Net sales for the fourth quarter of last year totaled $1.6 billion, a 6% increase from the year earlier period. Adjusted for the company's 53rd week in fiscal 2003, which contributed approximately $101 million to sales in the year earlier period, results for the quarter reflect a 13% increase over the prior year period.

Inflation for the fourth quarter 2004 was approximately 4%. All of the company's sales increase represented internal growth, PFG reported.

Net earnings for the quarter amounted to $8.5 million, a decline of 30% compared with the prior year period. Net earnings for the quarter reflect the impact of the company's previously disclosed one-time charge of approximately $10.1 million, or $6.4 million after tax, for the redemption of the company's outstanding convertible notes, it pointed out.

Net earnings for the quarter, excluding the one-time charge were approximately $14.9 million, an increase of 22% over the $12.2 million in the same period in the previous year. Quarterly net earnings per share amounted to approximately 18 cents per share diluted. Net earnings per share for the quarter excluding the impact of the one-time charge were approximately 31 cents per share diluted, an increase of 19% versus the year earlier period.

PFG reported that net sales for the full year of 2004 amounted to $6.1 billion, an increase of 11% from the prior year period. Adjusted for the company's 53rd week in fiscal 2003, net sales for the year increased 13.5% over the same period last year. Internal growth represented all of the company's sales increase for the year. Inflation for 2004 amounted to approximately 5%.

Net earnings for the year declined approximately 29% to $52.6 million. Net earnings for the year excluding the impact of the one-time charge amounted to $58.8 million, a decline of 21% versus the $74.2 million in 2003. Net earnings per share diluted declined approximately 28% to $1.11 per share diluted. Net earnings per share diluted excluding the impact of the one-time charge amounted to $1.25 per share diluted, a decline of approximately 19% versus $1.54 in the prior year period.

According to Sledd, "Sales in the Broadline distribution segment increased approximately 7% in the fourth quarter and 11% for the full year over the same prior year periods. Adjusted for the 53rd week in 2003, which contributed approximately $48 million to sales in the previous year period, Broadline sales increased approximately 15% in the quarter and 13% for the full year."

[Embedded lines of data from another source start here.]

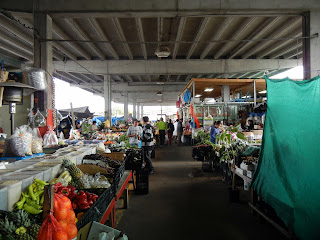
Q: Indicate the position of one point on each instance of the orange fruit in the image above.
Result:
(60, 235)
(65, 202)
(61, 214)
(63, 224)
(71, 231)
(71, 217)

He said inflation was about 3% in the quarter and 5% for the year, while sales gains in the quarter were the result of previously disclosed new business rollouts, combined with incremental growth through existing customers. The impact of new business rollouts in the quarter contributed to a faster rate of growth in chain business versus street business. For the full year, street sales increased 11% over the prior year, adjusted for the 53rd week in 2003."

Sledd said customized distribution sales increased about 7% in the fourth quarter and 14% for the full year compared with the same periods in the prior year. Adjusted for the 53rd week in 2003, which contributed approximately $38 million to sales in the prior year period, customized sales grew approximately 16% in the quarter and 17% for the year, when inflation stood at 6% in the quarter and full year, he said.

"Sales gains in the fourth quarter were driven by continued growth with existing customers. A major focus in the customized segment during 2005 will be the addition of new capacity throughout the year to position us for growth with new customers in 2006," Sledd said.

Noting the sale of Fresh-cut, Sledd said that the move provides the company with an opportunity to "focus exclusively" on the core broadline and customized businesses.

"Our balance sheet remains strong with a debt to capital ratio of approximately 24% at the end of the fourth quarter, excluding $130 million of interests in accounts receivable sold under an accounts receivable purchase facility. We believe that we have turned the corner in our operating performance and we expect to achieve solid operating earnings improvement in our distribution businesses throughout the year in 2005," he said.